Он рассеянно поднял опущенные глаза и сказал:
— Приблизительно около двенадцати с половиной миллиардов пудов на общую сумму девятьсот миллиардов рублей.
— Чего?!!
— Лавы. Тут.
2
Розовая черепаха. — Максим Горький. — Итальянская толпа. — Старик. — Тяжелое путешествие. — Последнее мошенничество. — Опять Габриэль
На Капри пароход отходил утром.
Так как весь Неаполь пропитан звуками музыки и пения, то и на пароходе оказался целый оркестр.
Хорошо живется бездельничающему туристу. Сидит он, развалясь под тентом, а ему играют неаполитанские канцонетты, пляшут перед ним, охлаждают пересохшее от жары горло какой-то лимонной дрянью со льдом — и за все это лиры, лиры, лиры…
Тут же у ног пресмыкается продавец черепаховых изделий и кораллов.
Крысаков, осажденный продавцом, пробует притвориться глухим, но когда это не помогает, прибегает к странному способу: он берет нитку кораллов, осматривает их и пренебрежительно говорит:
— Ну, милый мой, какая же это черепаха!.. Ничего общего.
— Да это, синьор, не черепаха.
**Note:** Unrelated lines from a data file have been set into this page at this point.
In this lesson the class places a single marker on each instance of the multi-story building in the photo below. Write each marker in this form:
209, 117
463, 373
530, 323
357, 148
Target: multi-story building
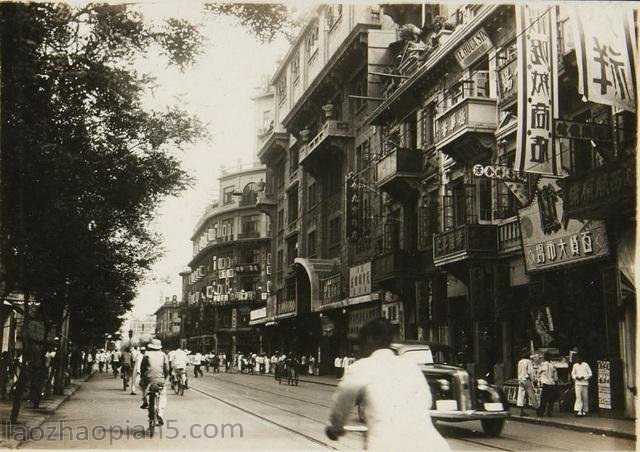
410, 175
168, 322
518, 258
322, 93
229, 274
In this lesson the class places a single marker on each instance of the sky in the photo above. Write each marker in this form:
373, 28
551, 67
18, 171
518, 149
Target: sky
219, 91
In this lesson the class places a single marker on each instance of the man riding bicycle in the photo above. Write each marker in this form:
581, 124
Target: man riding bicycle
153, 372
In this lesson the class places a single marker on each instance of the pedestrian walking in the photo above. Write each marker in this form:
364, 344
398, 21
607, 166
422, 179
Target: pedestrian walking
337, 364
581, 373
394, 393
548, 378
526, 392
197, 362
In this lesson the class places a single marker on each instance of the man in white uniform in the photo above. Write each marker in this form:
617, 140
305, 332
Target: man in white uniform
395, 395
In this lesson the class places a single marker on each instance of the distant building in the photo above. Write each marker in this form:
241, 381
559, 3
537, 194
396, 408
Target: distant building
168, 321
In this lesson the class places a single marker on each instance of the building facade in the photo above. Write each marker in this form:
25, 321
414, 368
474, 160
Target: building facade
410, 175
168, 322
229, 274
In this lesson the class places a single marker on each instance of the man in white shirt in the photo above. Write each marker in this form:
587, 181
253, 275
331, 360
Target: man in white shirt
526, 376
548, 377
394, 393
581, 373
Это кораллы.
— Что? Не слышу. Ты можешь мне клясться хоть отцом родным — я не поверю, что это черепаха. Разве розовые черепахи бывают?
— Но это не черепаха! Я и не говорю, что это черепаха. Это кораллы.
— Что? Не слышу. А это что? Коралл? Почему же он в форме гребенки?.. Ты, братец, изолгался; ну разве бывает коралл прозрачный, коричневого цвета. Это что-то среднее между янтарем и агатом. Что? Не слышу!
Продавец орет Крысакову в самое ухо:
— Это и есть, господин, черепаха! Настоящий черепаховый гребень.
— Врешь, врешь! Он на коралл ни капельки не похож. Как не стыдно?! Господа, разве это коралл?
— Конечно, не коралл, — в один голос поддерживаем мы.
— Ну, вот видишь. Ты уж думаешь, если мы иностранцы, русские, — так и ничего не понимаем. У нас, братец, за такие штуки в полицию тянут. Ступайте, чужеземец.